Ellas son, en sí mismas, un servicio de amor, un amor heroico en medio de las vicisitudes diarias, de los miedos innatos que guardan en su corazón para no transmitir más que consejo, sabiduría y fortaleza. Y cuando llega la noche oscura, en sus soledades interiores reposan todo el agobio, lo dejan allí para aportar hacia afuera las riquezas de su sensibilidad, su intuición y su constancia.
Ese amor, vivido, experimentado y repartido solo por ellas, es incondicional. La incondicionalidad, que por lo extraordinario de su amor, hace que la retaguardia esté segura. Los que hemos experimentado tenerlas cerca no solo en la alegría, sino también en la cruz, sabemos bien de qué se trata. ¡Cuánto se agradece tenerla cerca apoyando nuestras causas! ¡Cuánto se agradece su valentía cuando nosotros, conscientes de los riesgos de lo que hacemos, las tenemos a nuestro lado por los caminos de la verdad y la libertad responsable! ¡Cuánto se agradece escuchar en lugar de un “cuídate” solitario, un “estamos juntos en esto”!

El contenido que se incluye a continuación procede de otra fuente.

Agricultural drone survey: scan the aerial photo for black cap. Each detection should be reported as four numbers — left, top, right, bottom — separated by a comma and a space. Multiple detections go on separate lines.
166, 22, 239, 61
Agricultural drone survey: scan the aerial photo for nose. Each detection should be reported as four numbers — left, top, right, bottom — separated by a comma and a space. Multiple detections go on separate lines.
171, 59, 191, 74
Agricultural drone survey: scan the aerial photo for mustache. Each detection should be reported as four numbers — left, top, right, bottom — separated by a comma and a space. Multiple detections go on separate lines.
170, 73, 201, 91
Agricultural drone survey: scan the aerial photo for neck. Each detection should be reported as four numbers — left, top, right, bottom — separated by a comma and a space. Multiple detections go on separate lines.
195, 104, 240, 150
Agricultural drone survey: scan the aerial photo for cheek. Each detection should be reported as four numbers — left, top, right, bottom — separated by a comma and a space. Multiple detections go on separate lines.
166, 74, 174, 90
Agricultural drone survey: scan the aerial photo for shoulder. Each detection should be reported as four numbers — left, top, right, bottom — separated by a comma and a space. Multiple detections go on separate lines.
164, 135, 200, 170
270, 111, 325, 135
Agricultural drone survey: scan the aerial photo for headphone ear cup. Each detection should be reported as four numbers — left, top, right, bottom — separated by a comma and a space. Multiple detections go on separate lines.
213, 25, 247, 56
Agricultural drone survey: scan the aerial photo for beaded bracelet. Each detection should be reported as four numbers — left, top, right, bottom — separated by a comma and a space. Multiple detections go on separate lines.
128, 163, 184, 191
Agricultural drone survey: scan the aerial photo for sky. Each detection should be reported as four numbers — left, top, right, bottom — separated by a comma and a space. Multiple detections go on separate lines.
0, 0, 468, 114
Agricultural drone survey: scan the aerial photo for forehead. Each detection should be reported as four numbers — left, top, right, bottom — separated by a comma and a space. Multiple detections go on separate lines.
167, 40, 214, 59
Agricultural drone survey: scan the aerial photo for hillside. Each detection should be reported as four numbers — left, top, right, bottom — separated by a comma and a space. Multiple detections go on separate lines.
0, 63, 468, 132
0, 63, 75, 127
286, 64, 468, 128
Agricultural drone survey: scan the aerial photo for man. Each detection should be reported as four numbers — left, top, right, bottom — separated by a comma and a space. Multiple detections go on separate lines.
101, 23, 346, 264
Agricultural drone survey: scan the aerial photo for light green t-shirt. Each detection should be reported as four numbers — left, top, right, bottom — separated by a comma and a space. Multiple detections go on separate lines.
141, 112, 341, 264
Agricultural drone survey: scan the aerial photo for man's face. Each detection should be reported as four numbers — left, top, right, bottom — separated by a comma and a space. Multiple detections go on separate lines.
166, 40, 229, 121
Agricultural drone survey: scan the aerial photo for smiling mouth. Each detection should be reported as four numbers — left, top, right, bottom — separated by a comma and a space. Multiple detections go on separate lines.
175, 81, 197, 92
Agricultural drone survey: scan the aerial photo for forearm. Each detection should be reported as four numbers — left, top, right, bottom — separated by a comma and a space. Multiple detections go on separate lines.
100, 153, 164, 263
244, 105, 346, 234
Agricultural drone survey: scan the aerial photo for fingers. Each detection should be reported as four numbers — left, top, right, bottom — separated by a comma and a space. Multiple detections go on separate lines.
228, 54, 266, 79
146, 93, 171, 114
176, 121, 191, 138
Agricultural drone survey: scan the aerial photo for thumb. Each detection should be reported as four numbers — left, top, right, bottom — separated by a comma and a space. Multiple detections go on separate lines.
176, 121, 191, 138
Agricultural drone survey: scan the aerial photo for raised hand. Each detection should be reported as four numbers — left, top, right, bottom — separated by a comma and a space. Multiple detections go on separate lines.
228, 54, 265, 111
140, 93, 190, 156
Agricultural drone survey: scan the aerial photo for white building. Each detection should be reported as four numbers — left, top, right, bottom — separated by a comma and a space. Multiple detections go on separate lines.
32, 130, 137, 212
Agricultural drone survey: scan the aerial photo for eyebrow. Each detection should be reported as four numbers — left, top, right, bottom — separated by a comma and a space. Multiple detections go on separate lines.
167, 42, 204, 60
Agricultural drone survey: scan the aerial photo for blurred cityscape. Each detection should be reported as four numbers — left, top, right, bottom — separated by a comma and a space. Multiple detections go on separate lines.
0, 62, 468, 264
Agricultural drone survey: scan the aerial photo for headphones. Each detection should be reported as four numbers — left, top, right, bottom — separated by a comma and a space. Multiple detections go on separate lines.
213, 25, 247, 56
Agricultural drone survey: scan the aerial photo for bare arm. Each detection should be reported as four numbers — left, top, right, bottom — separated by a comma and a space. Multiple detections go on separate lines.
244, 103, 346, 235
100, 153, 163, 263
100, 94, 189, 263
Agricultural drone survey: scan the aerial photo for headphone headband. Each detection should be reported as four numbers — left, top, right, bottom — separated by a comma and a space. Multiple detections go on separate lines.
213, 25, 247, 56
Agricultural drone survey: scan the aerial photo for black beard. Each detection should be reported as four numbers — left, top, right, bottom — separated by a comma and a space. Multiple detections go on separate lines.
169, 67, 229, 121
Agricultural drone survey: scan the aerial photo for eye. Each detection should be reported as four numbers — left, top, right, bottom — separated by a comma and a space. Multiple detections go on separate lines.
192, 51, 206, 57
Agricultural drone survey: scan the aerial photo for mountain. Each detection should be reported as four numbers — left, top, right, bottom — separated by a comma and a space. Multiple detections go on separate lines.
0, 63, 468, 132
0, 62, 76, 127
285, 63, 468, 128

Y ella ha sido todo esto y más para mí. La compañera en el camino de la vida, en la universidad y en Convivencia, en la oficina de inmigración o en la seguridad del Estado ante una cita o interrogatorio injusto, sin esconder su rostro apenada, sino firme y segura de que, como navegamos con Dios en la barca, llegaremos a puerto seguro. Ella es el acicate de mi proyecto de vida aquí, en esta tierra que me vio nacer de su seno. Ella es, en una palabra, entrega. Ella es, en fin, mi mayor orgullo, mi remanso de paz ante las turbulencias del día a día y mi inspiración para labrar el futuro al servicio de los demás y al servicio de Cuba, como he aprendido siempre a su lado. Ella es… mi madre.
A ella dedico, en su cumpleaños 65 no solo mi columna semanal, sino también el poema “A mi madre” que escribiera José Martí, con tan solo 15 años, a Doña Leonor:
Madre del alma, madre querida,
Son tus natales, quiero cantar;
Porque mi alma, de amor henchida,
Aunque muy joven, nunca se olvida
De la que vida me hubo de dar.
Pasan los años, vuelan las horas
Que yo a tu lado no siento ir,
Por tus caricias arrobadoras
Y las miradas tan seductoras
Que hacen mi pecho fuerte latir.
A Dios yo pido constantemente para mis padres vida inmortal,
Porque es muy grato,
Sobre la frente
Sentir el roce de un beso
Que de otra boca nunca es igual.
¡Gracias por todo y por tanto, mami! ¡Muchas felicidades!